Lorsque j'ai lancé Never10, j'ai eu le choix de supprimer des fichiers d'installation pour Windows 10 (mais je n'ai pas pensé à faire de screenshot et je ne me rappelle plus du message). Je ne suis donc pas sûr du rôle qu'il a joué sur ma configuration. Si quelqu'un en sait plus, cela m'intéresse.

Cependant en activant ou désactivant l'option évoquée plus haut pour ShutUp10 (après redémarrage du PC), ça m'activait ou désactivait bel et bien WU de façon permanente. J'ai même pu le vérifier dans services.msc ou dans le gestionnaire des tâches : ShutUp10 désactive bien le service de WU.

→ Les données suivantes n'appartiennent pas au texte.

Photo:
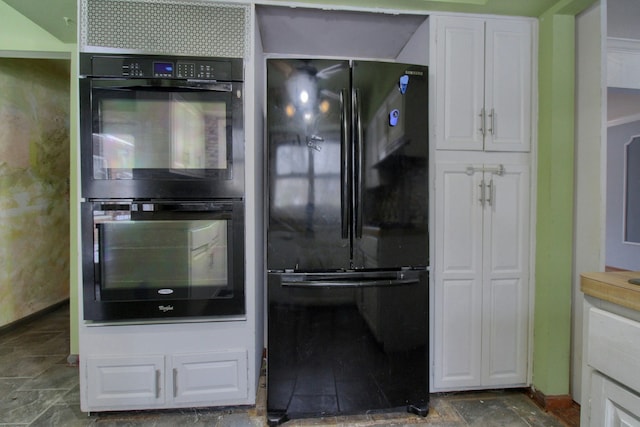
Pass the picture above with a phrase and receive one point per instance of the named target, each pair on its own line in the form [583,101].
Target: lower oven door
[157,260]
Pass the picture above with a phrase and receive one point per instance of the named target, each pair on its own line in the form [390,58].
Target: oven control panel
[149,66]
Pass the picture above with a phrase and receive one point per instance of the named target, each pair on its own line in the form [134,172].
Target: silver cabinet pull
[158,386]
[175,382]
[491,193]
[492,116]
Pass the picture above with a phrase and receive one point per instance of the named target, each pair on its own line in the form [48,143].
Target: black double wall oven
[162,179]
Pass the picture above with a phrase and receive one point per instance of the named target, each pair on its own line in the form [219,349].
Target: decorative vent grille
[197,28]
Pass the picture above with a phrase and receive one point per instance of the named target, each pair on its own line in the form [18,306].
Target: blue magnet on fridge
[393,117]
[404,82]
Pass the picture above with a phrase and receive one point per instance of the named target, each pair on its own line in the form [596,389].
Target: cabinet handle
[175,382]
[491,193]
[492,115]
[158,386]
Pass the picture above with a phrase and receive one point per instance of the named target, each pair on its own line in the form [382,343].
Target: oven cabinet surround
[484,83]
[481,272]
[155,366]
[611,350]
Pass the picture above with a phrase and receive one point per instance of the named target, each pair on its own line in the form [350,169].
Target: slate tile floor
[39,388]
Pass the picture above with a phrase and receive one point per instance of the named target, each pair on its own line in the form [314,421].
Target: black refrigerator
[347,238]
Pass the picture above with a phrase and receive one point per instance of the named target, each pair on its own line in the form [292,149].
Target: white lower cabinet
[209,377]
[481,271]
[126,381]
[613,405]
[157,381]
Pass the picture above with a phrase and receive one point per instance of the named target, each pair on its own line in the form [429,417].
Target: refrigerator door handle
[348,284]
[358,166]
[344,160]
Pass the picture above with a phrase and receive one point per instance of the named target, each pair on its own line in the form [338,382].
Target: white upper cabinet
[483,83]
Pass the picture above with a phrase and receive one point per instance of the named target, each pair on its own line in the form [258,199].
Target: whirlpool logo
[165,308]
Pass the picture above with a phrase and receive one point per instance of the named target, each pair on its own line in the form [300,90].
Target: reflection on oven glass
[162,255]
[180,134]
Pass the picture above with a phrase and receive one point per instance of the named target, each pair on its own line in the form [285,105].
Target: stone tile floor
[39,388]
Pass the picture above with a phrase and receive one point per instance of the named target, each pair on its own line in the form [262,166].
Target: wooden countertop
[613,287]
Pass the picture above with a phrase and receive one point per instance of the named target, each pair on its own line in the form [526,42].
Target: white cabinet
[611,364]
[125,381]
[481,270]
[158,381]
[613,405]
[483,83]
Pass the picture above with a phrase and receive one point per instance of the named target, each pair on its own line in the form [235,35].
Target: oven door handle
[191,86]
[191,207]
[348,284]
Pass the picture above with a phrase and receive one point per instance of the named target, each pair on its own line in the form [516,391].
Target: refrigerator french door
[347,237]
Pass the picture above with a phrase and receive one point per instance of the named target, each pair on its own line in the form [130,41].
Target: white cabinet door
[481,276]
[508,85]
[458,277]
[209,377]
[459,83]
[505,276]
[613,405]
[483,84]
[125,382]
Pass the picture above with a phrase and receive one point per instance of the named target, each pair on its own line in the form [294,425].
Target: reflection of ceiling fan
[302,80]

Je ne sais pas si je suis clair, désolé, mais en tout cas ça marche super bien pour moi. Encore merci ^^.

----------


## gros_bidule

Never10 est utile sous W7 et 8 uniquement, car il permet de désactiver la proposition de mise à niveau vers W10 (laquelle télécharge W10 en avance, ce qui prend quelques Go inutilement si tu veux rester sous W7 ou 8).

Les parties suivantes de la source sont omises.